Seqanswers Leaderboard Ad

**kmcarr** · 08-05-2016, 06:38 AM

Originally posted by Samarpana View Post

I am trying to replicate a protocol established in the labs of our collaborator. The problem is they have provided me with the adapter sequences for barcoding multiple samples but did not provide any further information. Nor are they responding to emails.

I have always used Illumina generated indexes (nextera) so can't figure out what are the index sequences in these adapters. Any help will be appreciated.

The sequences are:

Code:

a1: ACA CTC TTT CCC TAC ACG ACG CTC TTC CGA TCT GTC ATG A*T
a2: /5Phos/TCA TGA CAG ATC GGA AGA GCG TCG TGT AGG GAA AGA GTG T

a3: ACA CTC TTT CCC TAC ACG ACG CTC TTC CGA TCT ACA TCT C*T
a4: /5Phos/GAG ATG TAG ATC GGA AGA GCG TCG TGT AGG GAA AGA GTG T

* = phosphorothiorate bond

Which are the index sequences to be used for demultiplexing the samples, once the run is over?

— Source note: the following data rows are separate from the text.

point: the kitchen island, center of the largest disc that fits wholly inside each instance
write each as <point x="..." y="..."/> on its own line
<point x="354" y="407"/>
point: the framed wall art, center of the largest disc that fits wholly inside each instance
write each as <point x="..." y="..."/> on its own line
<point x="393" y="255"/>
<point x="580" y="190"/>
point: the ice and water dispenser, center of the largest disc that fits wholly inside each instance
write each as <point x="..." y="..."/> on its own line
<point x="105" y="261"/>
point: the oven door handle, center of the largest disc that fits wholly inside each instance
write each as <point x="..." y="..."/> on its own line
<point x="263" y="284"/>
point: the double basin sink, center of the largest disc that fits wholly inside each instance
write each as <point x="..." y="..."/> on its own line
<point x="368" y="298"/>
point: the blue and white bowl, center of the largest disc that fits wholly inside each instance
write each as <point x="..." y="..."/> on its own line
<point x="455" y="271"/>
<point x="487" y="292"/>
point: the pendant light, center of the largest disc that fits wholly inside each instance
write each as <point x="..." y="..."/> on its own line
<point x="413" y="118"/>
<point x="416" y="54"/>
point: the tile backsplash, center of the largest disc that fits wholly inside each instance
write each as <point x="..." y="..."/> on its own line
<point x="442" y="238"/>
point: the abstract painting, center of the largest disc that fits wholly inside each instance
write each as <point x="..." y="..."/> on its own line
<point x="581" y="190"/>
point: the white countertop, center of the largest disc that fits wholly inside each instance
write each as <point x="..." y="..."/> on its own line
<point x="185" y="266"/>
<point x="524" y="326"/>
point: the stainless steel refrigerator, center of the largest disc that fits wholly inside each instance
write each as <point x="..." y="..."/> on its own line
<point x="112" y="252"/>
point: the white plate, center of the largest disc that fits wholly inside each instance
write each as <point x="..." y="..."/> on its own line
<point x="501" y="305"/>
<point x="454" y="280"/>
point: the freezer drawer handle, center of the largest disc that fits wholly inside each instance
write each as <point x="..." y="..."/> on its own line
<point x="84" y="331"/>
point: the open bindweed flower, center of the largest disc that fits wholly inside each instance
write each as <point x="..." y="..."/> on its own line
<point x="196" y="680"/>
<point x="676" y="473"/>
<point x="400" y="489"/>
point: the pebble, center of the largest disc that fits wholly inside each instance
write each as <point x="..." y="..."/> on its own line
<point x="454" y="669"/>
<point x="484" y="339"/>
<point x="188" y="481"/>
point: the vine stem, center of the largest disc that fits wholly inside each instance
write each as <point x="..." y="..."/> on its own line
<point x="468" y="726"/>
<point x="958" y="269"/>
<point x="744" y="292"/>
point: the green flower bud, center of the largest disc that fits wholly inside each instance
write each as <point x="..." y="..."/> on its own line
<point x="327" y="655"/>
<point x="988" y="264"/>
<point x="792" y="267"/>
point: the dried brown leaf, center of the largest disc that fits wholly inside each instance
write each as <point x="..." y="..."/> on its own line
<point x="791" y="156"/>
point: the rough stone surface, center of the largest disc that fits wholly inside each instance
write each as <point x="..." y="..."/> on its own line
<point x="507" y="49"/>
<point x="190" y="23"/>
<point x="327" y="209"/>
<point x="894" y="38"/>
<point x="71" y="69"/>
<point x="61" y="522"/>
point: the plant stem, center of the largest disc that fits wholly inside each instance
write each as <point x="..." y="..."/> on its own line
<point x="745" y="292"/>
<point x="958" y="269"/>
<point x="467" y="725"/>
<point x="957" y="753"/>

The indexes are the 7 bases immediately upstream of the T overhang. Read 1 sequencing primer will anneal upstream of that so your barcodes will be the first 7 bases of read #1 (followed by a T for every read) instead of the usual dedicated index reads. I have redrawn the primer pairs in the annealed state, with the bottom strand in it's proper 3'->5' orientation. Barcode is highlighted in red and position of R1 sequencing primer is shown

Code:

5'-ACACTCTTTCCCTACACGACGCTCTTCCGATCT[COLOR="Red"]GTCATGA[/COLOR]*T
3'-TGTGAGAAAGGGATGTGCTGCGAGAAGGCTAGACAGTACT-p

5'-ACACTCTTTCCCTACACGACGCTCTTCCGATCT[COLOR="Red"]ACATCTC[/COLOR]*T
3'-TGTGAGAAAGGGATGTGCTGCGAGAAGGCTAGATGTAGAG-p

5'-ACACTCTTTCCCTACACGACGCTCTTCCGATCT-->
Read 1 primer

**Samarpana** · 08-05-2016, 08:31 AM

Thanks so much for explaining. So, when I use it in the sample sheet for demultiplexing, should I use the 7 base's complimentary sequence?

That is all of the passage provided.